Quote of the day: Hail! Hail! The gang’s all here. — D. A. Estrom
“Silver bells, silver bells / It’s Christmas time in the city”
As I walk through the front doors of one of Santa Fe’s upscale grocery stores, the produce department sounds like a cattle drive gone cowbell crazy. Everywhere I look, aisles are crowded. People are rushing by me as if en route to an urgent bathroom visit. Shoppers, with one ear attached to their cell phone, fuss over lettuce as if choosing their last supper, albeit an organic one.
Desperate, I park my cart in a little nook of space on the sales floor the marketing director has actually failed to fill. Unfortunately, in the time it takes me to pick my first item up for purchase, the empty cart is gone, snatched away in a flash.
I go back to the store entrance and get another cart. The only one left is a huge family size monstrosity. As I wheel this green, tank-like contraption back to produce, I get butt-ended by other people trying to turn their tanks around. Space is at an all-time premium today. Some people act as if there’s a personal two foot area surrounding their cart, a zone I’ll get shocked by if proceeding within. (I don’t exactly experience shocks, but do see snarls and flashes of customer teeth.) Wasn’t the average personal cart space in August at least three feet in width?
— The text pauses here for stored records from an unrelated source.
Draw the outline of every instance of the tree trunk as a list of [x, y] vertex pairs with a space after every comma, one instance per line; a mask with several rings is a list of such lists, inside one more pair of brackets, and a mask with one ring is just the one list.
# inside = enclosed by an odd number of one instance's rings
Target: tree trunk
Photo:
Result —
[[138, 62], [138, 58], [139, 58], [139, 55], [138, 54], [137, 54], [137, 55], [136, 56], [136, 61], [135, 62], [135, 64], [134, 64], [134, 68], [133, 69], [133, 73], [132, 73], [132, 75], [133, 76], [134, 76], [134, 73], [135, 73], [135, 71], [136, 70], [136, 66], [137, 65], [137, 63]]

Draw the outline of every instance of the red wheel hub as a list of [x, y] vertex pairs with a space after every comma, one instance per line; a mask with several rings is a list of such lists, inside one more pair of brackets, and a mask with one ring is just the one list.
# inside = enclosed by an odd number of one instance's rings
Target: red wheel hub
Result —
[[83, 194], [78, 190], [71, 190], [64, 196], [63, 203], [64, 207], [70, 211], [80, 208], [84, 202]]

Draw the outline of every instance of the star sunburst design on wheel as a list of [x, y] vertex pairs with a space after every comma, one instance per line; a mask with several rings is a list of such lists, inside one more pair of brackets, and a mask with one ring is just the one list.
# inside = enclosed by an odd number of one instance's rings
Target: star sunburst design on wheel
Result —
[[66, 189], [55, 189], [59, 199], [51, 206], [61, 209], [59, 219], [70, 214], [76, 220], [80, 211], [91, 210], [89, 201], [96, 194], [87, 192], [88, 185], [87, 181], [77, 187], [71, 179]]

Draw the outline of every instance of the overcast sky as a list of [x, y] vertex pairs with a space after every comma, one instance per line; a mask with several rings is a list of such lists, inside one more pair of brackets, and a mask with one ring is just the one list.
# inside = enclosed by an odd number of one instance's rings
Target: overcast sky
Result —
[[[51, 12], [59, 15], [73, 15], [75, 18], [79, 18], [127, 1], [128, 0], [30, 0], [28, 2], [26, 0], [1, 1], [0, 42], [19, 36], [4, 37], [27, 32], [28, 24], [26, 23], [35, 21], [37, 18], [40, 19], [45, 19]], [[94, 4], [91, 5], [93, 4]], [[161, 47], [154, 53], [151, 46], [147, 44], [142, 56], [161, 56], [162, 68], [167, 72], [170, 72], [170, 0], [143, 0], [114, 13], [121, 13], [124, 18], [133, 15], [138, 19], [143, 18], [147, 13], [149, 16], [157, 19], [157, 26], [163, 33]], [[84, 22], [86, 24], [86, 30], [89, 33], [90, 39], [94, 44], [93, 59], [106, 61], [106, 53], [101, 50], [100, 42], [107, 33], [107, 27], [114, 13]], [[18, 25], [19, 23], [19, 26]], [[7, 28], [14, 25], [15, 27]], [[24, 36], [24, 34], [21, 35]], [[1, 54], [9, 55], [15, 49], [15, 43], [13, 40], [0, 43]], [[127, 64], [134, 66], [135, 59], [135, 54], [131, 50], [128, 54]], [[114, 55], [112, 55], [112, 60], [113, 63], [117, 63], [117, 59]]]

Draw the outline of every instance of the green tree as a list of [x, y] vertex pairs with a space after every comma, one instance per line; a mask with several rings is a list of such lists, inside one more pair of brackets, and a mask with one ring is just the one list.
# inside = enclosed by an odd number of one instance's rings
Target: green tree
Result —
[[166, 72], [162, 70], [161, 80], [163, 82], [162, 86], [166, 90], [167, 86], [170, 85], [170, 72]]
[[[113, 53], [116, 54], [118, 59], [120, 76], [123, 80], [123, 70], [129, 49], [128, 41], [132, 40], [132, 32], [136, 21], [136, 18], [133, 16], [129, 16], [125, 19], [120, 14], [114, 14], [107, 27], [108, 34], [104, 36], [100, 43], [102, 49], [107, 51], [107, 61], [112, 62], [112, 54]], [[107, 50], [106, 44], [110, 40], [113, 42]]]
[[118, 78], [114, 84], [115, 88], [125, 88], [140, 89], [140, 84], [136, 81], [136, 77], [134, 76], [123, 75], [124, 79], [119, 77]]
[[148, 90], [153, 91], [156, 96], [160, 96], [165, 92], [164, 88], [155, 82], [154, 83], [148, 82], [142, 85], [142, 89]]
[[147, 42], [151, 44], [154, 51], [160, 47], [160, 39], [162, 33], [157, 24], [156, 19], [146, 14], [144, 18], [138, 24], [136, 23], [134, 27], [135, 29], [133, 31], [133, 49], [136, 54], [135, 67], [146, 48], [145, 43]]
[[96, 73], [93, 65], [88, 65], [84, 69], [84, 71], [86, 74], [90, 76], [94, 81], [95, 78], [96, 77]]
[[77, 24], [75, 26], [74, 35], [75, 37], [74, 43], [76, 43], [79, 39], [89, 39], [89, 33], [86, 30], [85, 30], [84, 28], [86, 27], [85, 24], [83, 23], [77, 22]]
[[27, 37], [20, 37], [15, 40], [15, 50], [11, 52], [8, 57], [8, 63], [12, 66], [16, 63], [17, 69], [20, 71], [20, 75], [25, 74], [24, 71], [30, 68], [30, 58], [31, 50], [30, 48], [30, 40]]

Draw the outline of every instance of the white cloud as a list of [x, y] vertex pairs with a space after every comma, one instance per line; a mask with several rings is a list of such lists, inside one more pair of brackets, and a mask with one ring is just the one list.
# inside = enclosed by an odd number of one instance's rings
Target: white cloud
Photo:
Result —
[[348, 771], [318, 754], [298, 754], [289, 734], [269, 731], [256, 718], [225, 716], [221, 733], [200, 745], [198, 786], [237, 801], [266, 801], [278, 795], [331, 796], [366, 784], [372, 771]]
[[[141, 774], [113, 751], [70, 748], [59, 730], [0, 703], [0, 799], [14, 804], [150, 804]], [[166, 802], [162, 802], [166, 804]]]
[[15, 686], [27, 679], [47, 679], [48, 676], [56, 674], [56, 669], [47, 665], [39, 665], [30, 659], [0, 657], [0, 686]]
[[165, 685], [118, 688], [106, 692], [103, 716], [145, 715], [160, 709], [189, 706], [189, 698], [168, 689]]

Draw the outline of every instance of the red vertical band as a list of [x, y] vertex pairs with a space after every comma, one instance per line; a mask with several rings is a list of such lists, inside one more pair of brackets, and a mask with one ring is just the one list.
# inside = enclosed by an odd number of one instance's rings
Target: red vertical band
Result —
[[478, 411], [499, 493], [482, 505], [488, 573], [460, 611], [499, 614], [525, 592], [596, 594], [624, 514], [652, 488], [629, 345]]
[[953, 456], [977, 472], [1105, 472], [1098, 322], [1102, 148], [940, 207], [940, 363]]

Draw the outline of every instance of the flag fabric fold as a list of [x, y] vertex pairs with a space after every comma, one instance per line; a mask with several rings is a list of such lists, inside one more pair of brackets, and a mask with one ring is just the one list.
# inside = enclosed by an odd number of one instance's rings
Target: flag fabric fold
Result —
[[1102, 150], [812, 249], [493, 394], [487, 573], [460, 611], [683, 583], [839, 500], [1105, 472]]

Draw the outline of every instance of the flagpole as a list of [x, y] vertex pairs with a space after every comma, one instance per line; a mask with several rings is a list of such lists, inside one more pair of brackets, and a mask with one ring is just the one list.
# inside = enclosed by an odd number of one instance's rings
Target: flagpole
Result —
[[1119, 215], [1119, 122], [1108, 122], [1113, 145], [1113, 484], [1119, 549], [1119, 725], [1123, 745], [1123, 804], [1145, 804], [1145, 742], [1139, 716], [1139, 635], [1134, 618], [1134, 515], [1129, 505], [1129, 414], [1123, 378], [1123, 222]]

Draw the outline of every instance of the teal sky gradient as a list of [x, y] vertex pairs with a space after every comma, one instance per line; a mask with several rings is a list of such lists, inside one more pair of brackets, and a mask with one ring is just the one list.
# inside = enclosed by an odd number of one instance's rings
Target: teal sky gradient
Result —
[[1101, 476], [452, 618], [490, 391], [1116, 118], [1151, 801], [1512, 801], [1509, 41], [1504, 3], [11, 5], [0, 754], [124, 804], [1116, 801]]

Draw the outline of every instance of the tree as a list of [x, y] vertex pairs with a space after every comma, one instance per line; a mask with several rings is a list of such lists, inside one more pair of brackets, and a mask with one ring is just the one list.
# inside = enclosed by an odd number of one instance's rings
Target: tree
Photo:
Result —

Cautiously navigating my way out of produce, I head to one of the store’s middle aisles. No way – it’s clear of customers! Overhead piped-in Christmas carols are replaced by “We’re Off to See the Wizard.” I kick my heels in mid-air as I skip down the lane for no other reason than I can.
But, like Dorothy in “Oz’s” Munchkinland Square, shoppers quickly descend upon me from all directions. I stop to watch my fellow New Mexican shoppers race around, as if by doing so they’ll shave time off their unalterable fifteen minute check-out experience.
Christmas lyrics return: “Strings of street lights / Even stop lights / Blink a bright red and green / As the shoppers rush home with their treasures.” “Shoppers rush home” is a reminder, a warning I must stop and look both ways for oncoming customers whenever exiting an aisle. I’ve learned that cart traffic laws don’t exist during Christmas, despite the fact it’s the season of giving. How sad. Christmas isn’t a very heartwarming holiday anymore. Because of it, and feeling crowded, people just get grumpy. All I really want to do now is shop, pay, and get out of here.
Approaching my car in the parking lot (with its Munchkin-sized lanes and Munchkin-sized parking spaces), my checkout line bagger suddenly rushes up and says, “Oh, sir, you left your bottled water behind. Here it is. And happy holidays, sir.”
He smiles. I smile. We even shake hands.
“Silver Bells / silver Bells / Soon it will be Christmas Day.”
Maybe Christmas hasn’t completely failed the test after all. I guess it just depends on who you bump into.